Boudu Saved From Drowning Review

Boudu Saved From Drowning
Suicidal hobo Priapus Boudu is rescued from the Seine by affable bookseller Edouard Lestingois, who allows him to remain as his guest even after he seduces both his prudish wife, Emma, and his uppity maid, Anne-Marie.

by David Parkinson |
Published on
Release Date:

11 Nov 1932

Running Time:

87 minutes

Certificate:

PG

Original Title:

Boudu Saved From Drowning

Bouyed by the reception of La Chienne, Jean Renoir and Michel Simon reteamed on this adaptation of René Fauchois' boulevard comedy, in which Simon had starred on stage in 1925. Always a fan of Charlie Chaplin's Tramp, Renoir was keen to explore how an inveterate vagabond would respond to traditional bourgeois values. But while the intention was clearly satirical, this is not the declaration of class warfare that some critics have claimed.

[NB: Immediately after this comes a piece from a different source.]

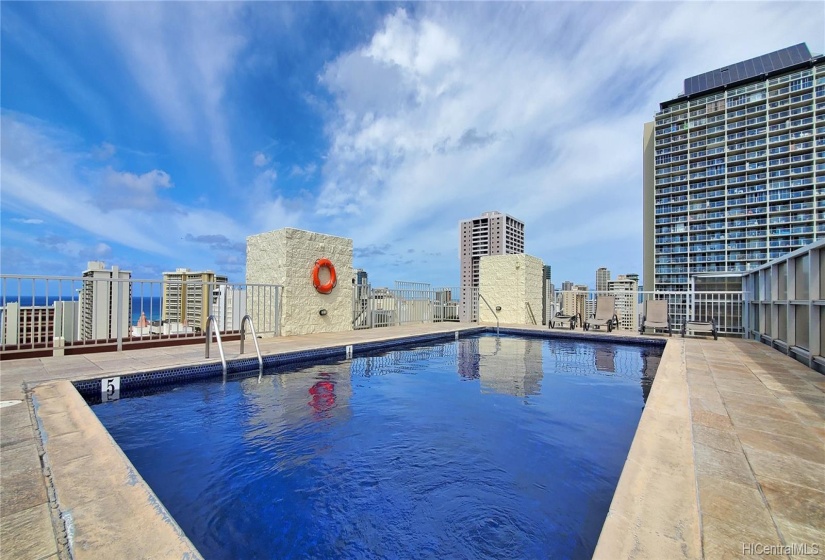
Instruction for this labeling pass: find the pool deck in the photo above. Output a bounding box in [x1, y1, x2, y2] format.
[1, 324, 823, 559]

    Charles Grandval plays Lestingois as a thoroughly decent idealist, with a reverence for culture and a genial humanism that inspires him to seek the best for Boudu, even when he's at his most boorish. Indeed, this is a classic example of Renoir's pet theory that everyone has reasons for their actions and he resolutely refuses to judge, either the Lestingois's affectations or Boudu's inability to come to terms with an entirely alien lifestyle.

    Renoir slyly suggests how easy it is to be seduced by comfort, but he is much more interested in celebrating non-conformism than condemning middle-class cosiness - hence Fauchois's hearty disapproval of Renoir changing the ending to allow Boudu to resume his life as a child of nature. Perhaps he would have been better disposed towards Paul Mazursky's remake, Down and Out in Beverly Hills  (1986), which panders to American audiences by reducing the characters to more obviously recognisable anti-heroes and villains.

     A vein of Greek mythology runs through Boudu. But there's nothing fantastical about the location shooting, which uses long, fluid, deep-focussed takes to capture the flavour of both the Seine around the Pont des Artes and the Marne countryside. Looking out on to the neighbouring rooftops, the Lestingois apartment similarly feels like the scene of real life and this contextualising of the household within its milieu adds authenticity to Renoir's wry observations on contemporary society.

A must for fans of early French cinema.